I understand that the R squared value determines how much of the variability in the response variables is determined by the regression model (I think).

I am confused about whether the R squared variable determines the proportion of variance between any two data points or not.

enter image description here

For example, if we take the two points marked above, will the bit marked x account for 70% of the variability (assuming r squared in 0.7), and will the blue parts be the residual 30%? Or is this not correct?

I am confused as my teacher said that the r squared value determines the variance between two points counted for by the model, but wouldn't this be impossible for every two possible points?

1

There are 1 best solutions below

0
On

Consider a simple linear regression model $$Y_i = \beta_0 + \beta_1x + e_i,$$ for $i = 1, 2, \dots, n,$ with $e_i \sim \mathsf{Norm}(0, \sigma_e).$ Let $S_Y^2$ be the variance of the $Y_i$ and $S_{Y|x}^2$ be the variance of the residuals $r_i = Y_i - \hat Y_i.$

Then $$S_{Y|x}^2 = \frac{n-1}{n-2}S_Y^2(1 - r^2),$$ where the coefficient of determination $r^2$ is often printed in computer results as R-sq.

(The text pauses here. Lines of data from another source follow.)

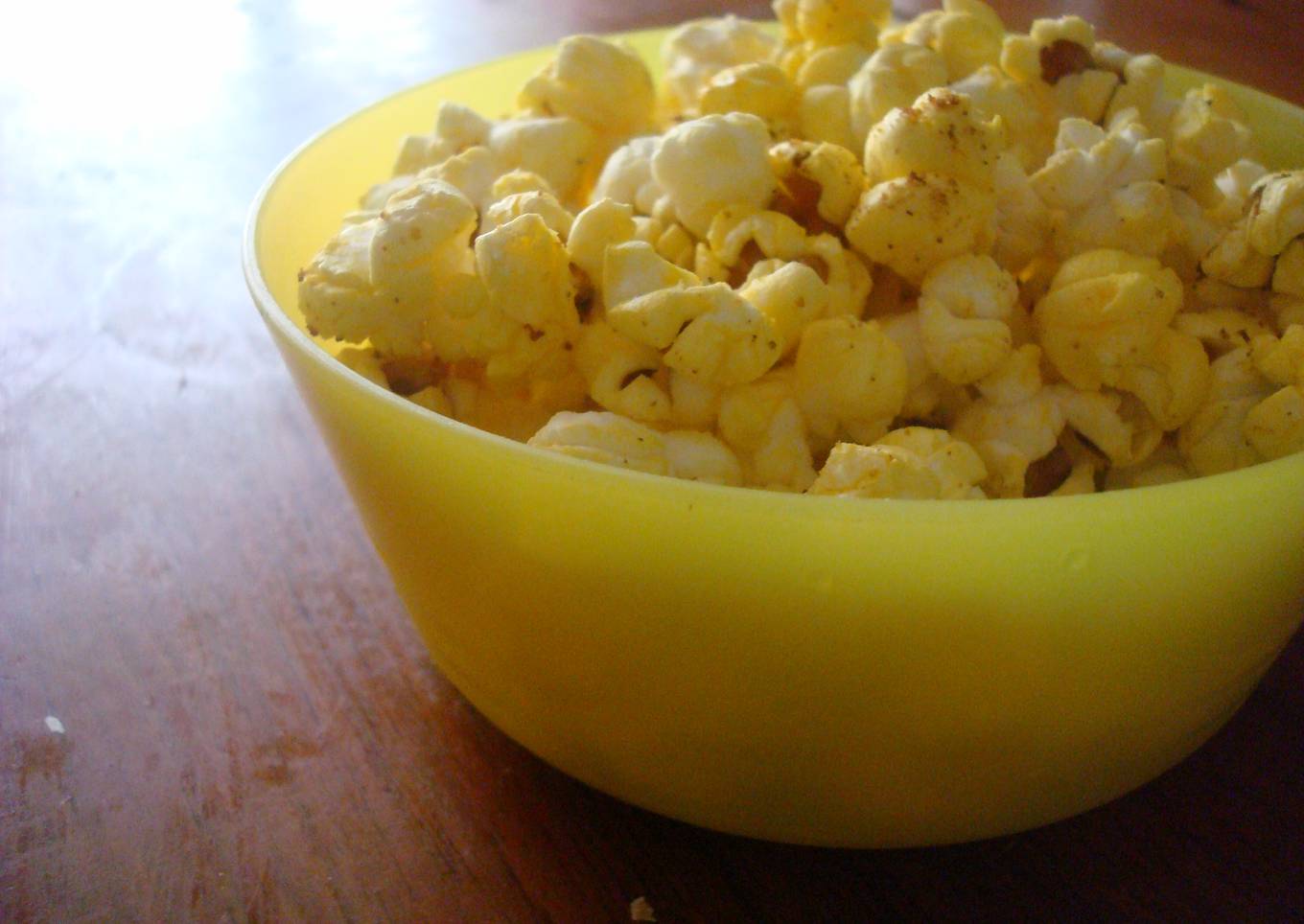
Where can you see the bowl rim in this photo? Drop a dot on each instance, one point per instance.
(781, 502)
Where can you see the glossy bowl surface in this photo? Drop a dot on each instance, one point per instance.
(801, 669)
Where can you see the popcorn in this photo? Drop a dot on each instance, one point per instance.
(831, 65)
(832, 22)
(525, 274)
(561, 150)
(1214, 439)
(603, 224)
(627, 176)
(456, 127)
(1057, 55)
(966, 35)
(825, 115)
(966, 305)
(938, 134)
(1106, 189)
(694, 53)
(912, 463)
(1208, 137)
(1014, 423)
(818, 177)
(960, 265)
(894, 77)
(607, 438)
(598, 82)
(376, 279)
(850, 380)
(915, 221)
(621, 373)
(763, 424)
(1105, 312)
(759, 87)
(542, 203)
(1116, 424)
(713, 162)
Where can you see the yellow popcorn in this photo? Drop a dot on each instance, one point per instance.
(924, 388)
(365, 362)
(1214, 439)
(1141, 89)
(1221, 329)
(607, 438)
(558, 149)
(695, 51)
(759, 87)
(1275, 425)
(912, 463)
(597, 227)
(763, 425)
(692, 404)
(598, 82)
(1060, 54)
(966, 305)
(376, 279)
(959, 265)
(831, 65)
(966, 33)
(619, 373)
(850, 380)
(634, 270)
(821, 177)
(1279, 359)
(894, 77)
(1014, 423)
(825, 115)
(627, 176)
(829, 22)
(1022, 220)
(1104, 312)
(527, 278)
(917, 221)
(1277, 216)
(713, 162)
(456, 127)
(699, 456)
(1171, 380)
(848, 279)
(1206, 137)
(789, 296)
(731, 344)
(1118, 425)
(474, 173)
(1289, 270)
(1028, 112)
(1234, 261)
(772, 234)
(938, 134)
(1106, 189)
(1234, 187)
(542, 203)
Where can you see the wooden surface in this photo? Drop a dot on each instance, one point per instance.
(212, 704)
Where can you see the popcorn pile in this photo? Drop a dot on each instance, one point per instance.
(898, 261)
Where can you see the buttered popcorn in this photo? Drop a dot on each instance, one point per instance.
(841, 256)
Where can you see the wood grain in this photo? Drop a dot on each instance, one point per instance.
(249, 728)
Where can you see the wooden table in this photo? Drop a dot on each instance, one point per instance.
(212, 703)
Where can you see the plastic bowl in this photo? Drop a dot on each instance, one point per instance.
(801, 669)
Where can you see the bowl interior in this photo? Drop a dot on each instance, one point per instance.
(793, 667)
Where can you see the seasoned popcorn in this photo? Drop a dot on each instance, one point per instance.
(847, 257)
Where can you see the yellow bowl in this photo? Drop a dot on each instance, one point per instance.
(801, 669)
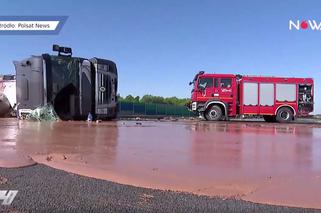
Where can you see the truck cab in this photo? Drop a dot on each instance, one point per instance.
(75, 87)
(214, 95)
(219, 96)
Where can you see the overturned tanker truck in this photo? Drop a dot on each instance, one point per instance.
(220, 96)
(75, 87)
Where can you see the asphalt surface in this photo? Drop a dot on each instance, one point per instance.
(44, 189)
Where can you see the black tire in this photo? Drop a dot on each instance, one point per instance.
(269, 118)
(213, 113)
(284, 115)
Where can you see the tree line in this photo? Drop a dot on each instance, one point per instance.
(155, 100)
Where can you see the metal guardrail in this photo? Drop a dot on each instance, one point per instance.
(144, 109)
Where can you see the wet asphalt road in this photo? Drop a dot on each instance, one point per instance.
(44, 189)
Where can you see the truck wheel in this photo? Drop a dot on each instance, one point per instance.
(284, 115)
(269, 118)
(214, 113)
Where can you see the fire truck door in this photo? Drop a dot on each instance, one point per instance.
(227, 93)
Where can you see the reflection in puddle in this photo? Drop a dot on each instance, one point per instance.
(225, 158)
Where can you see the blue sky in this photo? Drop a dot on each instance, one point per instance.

If $r^2 \approx 0,$ then $S_{Y|x}^2 \approx S_Y^2,$ so that the regression is of little value in 'explaining' the variance about the regression line.

By contrast, if $r^2 \approx 1,$ then $S_{Y|x}^2 \approx 0,$ so that most of the $(x_i, Y_i)$ lie on or very near the regression line. This is the basis of the rough statement that "$r^2$ is the proportion of the variance among the $Y_i$'s is explained by regression on $x.$"

The absolute difference between the two values in your graph depends mainly on the slope $\beta_1$ of the true line and on $S_Y^2,$. As long as $\beta_1 \ne 0,$ slope depends on the units used, and not directly on the correlation.